My aim was to identify the prevalence and the cognitive and neural correlates of psychosis, and related processes, in MND. I used a tiered cohort study approach. Tier 1 introduced screening as standard in a regional MND clinic (N=111) using the Edinburgh Cognitive and Behavioural ALS Screen and Cambridge Behavioural Inventory-Revised (CBI-R). In Tier 2, 60 patients and 30 controls underwent neuropsychological assessment, including (i) evidence-based decision-making, to quantify jumping to conclusions (JTC), (ii) attentional control and associative learning, (iii) perceptual inference, and (iv) psychiatric screening with Neuropsychiatric Inventory (NPI), Brief Psychiatric Rating Scale (BRPS), and the Comprehensive Assessment of At-Risk Mental States (CAARMS). Tier 3 included magnetic resonance imaging of 30 patients and 20 controls.

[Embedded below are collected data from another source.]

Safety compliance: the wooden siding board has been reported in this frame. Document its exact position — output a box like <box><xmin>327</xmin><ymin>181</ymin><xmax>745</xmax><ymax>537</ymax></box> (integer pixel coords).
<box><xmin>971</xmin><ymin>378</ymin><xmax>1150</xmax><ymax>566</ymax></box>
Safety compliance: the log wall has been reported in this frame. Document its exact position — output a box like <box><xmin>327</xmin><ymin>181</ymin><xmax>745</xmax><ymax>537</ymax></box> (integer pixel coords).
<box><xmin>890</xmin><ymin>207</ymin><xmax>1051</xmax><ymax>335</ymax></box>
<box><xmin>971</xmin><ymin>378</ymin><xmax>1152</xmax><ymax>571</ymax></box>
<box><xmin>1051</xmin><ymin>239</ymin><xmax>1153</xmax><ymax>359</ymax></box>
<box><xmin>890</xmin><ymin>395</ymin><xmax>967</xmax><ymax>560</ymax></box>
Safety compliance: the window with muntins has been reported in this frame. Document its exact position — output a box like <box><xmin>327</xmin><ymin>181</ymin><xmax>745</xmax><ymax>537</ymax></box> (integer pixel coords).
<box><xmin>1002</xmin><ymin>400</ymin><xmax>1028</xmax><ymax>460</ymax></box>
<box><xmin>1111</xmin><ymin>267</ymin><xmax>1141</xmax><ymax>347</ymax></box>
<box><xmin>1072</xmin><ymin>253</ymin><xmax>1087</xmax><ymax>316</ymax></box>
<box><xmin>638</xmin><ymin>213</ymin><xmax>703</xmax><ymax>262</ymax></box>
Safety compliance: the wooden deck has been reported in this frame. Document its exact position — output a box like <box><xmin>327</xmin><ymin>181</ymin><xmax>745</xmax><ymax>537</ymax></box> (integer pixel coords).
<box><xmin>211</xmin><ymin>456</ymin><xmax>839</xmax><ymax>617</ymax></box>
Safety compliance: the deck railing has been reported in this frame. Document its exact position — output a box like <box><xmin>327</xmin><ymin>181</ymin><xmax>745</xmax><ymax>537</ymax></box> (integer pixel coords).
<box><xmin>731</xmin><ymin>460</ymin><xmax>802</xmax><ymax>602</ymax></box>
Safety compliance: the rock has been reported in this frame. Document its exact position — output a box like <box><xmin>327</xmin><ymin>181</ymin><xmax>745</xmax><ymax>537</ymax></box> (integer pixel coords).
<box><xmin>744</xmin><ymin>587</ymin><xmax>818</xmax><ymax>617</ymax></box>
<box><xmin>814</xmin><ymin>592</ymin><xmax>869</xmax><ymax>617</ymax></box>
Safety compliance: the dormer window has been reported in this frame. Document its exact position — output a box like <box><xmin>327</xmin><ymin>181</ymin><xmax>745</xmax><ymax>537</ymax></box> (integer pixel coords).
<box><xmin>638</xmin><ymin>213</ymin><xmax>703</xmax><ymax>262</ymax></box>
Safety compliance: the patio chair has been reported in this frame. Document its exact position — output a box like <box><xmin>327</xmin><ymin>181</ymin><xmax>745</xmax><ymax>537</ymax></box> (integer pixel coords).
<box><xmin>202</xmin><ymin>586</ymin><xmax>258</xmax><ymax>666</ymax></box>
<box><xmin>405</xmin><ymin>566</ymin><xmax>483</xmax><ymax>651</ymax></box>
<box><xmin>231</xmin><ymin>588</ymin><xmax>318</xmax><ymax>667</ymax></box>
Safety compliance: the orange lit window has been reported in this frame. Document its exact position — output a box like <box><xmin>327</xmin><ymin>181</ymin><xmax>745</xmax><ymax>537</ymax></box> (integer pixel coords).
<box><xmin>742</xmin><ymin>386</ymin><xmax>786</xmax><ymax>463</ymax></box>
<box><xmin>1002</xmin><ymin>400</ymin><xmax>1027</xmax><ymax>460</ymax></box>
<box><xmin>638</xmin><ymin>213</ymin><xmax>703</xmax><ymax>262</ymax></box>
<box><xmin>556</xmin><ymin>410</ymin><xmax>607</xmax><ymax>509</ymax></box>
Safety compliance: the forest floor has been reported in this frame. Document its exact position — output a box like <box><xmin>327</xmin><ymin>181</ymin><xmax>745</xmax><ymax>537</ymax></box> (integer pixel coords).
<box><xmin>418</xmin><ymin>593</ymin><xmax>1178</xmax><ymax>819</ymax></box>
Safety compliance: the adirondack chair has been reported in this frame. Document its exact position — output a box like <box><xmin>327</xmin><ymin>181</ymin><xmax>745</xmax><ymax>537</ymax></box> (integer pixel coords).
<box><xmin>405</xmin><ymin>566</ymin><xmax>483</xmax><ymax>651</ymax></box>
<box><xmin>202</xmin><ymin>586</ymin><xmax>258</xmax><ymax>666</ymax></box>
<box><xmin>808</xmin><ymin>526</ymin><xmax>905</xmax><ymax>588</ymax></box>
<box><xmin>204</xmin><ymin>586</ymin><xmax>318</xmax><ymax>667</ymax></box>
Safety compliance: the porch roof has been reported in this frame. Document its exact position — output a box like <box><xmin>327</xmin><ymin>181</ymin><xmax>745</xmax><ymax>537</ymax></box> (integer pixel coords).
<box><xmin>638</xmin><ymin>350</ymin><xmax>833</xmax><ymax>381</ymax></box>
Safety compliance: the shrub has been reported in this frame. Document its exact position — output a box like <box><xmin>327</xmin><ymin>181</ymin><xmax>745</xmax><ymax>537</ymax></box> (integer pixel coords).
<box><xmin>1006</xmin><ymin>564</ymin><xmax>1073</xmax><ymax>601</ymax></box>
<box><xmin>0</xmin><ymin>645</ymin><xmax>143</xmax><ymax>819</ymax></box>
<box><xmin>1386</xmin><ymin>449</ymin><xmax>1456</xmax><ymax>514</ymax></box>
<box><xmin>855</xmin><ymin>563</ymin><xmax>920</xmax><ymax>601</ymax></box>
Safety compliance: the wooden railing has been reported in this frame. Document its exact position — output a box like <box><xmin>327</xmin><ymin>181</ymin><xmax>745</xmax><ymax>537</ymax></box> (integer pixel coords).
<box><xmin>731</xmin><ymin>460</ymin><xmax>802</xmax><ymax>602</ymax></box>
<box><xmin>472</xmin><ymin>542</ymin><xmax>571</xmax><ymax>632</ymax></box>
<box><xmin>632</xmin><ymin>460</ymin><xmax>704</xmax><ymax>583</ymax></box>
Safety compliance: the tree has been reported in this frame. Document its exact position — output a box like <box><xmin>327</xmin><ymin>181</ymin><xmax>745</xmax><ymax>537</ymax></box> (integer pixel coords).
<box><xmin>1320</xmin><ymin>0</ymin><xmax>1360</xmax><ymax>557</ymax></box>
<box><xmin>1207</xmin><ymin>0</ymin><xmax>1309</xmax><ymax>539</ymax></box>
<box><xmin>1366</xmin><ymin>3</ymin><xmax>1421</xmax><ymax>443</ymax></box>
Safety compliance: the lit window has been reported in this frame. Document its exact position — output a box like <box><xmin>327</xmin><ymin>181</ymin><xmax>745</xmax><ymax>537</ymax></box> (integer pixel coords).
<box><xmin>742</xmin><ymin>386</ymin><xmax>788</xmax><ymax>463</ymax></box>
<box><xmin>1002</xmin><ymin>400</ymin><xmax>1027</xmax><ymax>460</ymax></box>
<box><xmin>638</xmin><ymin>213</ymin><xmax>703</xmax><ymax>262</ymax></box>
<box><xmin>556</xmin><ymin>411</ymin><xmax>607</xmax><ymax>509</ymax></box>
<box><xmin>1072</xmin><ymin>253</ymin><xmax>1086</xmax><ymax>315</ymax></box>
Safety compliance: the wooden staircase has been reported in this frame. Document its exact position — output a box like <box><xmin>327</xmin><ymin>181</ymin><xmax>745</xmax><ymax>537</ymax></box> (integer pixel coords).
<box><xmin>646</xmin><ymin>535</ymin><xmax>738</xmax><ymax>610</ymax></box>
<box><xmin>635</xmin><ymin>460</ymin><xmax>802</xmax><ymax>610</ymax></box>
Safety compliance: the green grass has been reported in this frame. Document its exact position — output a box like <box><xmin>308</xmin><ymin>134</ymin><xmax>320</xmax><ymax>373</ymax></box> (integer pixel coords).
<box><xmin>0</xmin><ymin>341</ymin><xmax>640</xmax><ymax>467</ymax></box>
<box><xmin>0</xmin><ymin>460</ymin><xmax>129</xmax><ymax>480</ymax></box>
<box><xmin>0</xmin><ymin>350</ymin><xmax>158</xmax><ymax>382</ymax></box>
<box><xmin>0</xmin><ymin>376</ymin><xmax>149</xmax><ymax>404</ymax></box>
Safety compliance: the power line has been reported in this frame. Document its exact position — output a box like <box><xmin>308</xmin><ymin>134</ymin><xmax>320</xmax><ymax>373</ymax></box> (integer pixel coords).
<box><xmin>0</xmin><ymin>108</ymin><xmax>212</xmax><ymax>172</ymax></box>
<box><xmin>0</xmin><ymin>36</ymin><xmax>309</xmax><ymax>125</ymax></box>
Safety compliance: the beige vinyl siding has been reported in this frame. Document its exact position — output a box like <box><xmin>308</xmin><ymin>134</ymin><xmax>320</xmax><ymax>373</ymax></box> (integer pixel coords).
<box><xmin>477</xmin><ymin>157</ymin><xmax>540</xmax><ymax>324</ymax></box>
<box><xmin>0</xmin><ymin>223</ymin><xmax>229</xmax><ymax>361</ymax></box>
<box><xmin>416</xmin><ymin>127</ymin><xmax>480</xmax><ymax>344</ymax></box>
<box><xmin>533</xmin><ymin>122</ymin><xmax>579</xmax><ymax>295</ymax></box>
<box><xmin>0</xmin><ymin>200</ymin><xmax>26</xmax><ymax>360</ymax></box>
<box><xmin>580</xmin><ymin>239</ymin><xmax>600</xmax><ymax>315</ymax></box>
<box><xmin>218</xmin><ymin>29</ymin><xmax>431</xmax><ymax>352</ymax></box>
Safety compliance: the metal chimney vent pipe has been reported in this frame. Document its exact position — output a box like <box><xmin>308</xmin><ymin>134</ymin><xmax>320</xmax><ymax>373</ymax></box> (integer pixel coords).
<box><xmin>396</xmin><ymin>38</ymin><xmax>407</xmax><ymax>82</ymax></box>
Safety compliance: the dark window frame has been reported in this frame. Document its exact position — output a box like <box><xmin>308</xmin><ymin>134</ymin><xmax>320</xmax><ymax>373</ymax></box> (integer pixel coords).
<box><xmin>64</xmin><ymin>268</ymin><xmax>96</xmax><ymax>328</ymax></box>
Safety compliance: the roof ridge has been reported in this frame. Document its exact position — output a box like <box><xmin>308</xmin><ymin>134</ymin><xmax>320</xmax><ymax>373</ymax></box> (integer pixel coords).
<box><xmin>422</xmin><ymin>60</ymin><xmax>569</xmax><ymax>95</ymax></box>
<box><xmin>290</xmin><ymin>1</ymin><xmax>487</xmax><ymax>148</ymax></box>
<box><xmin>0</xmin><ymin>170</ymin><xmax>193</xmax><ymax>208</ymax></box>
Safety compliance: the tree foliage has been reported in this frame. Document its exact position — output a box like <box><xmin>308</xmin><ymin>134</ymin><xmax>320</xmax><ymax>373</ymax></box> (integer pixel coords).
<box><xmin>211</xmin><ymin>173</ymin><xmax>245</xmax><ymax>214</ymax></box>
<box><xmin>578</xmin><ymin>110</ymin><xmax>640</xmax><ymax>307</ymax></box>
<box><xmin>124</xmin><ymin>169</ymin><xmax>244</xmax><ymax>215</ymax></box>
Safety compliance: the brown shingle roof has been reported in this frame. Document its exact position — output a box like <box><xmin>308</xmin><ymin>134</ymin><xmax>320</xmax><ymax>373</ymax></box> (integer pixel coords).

Carer reports in Tier 1 indicated that 10% of patients exhibited features suggestive of psychosis and 40% exhibited behavioural change. In Tier 2, many patients manifested abnormal behaviours (CBI-R 41%; NPI showed 19%; BPRS 24%), with 12-16% showing psychosis-specific symptoms (CBI-R and NPI psychosis index scores). In the jumping to conclusions task, patients made decisions based on less evidence than controls and were insensitive to negative feedback. Carer ratings of patient behaviour correlated with performance on the jumping to conclusions task when decisions were rewarded or costs fixed. Attentional shifting and perceptual inference were normal in MND. A principal component analysis (PCA) of questionnaires revealed two component scores, reflecting distinct patients’ and carers’ perspectives.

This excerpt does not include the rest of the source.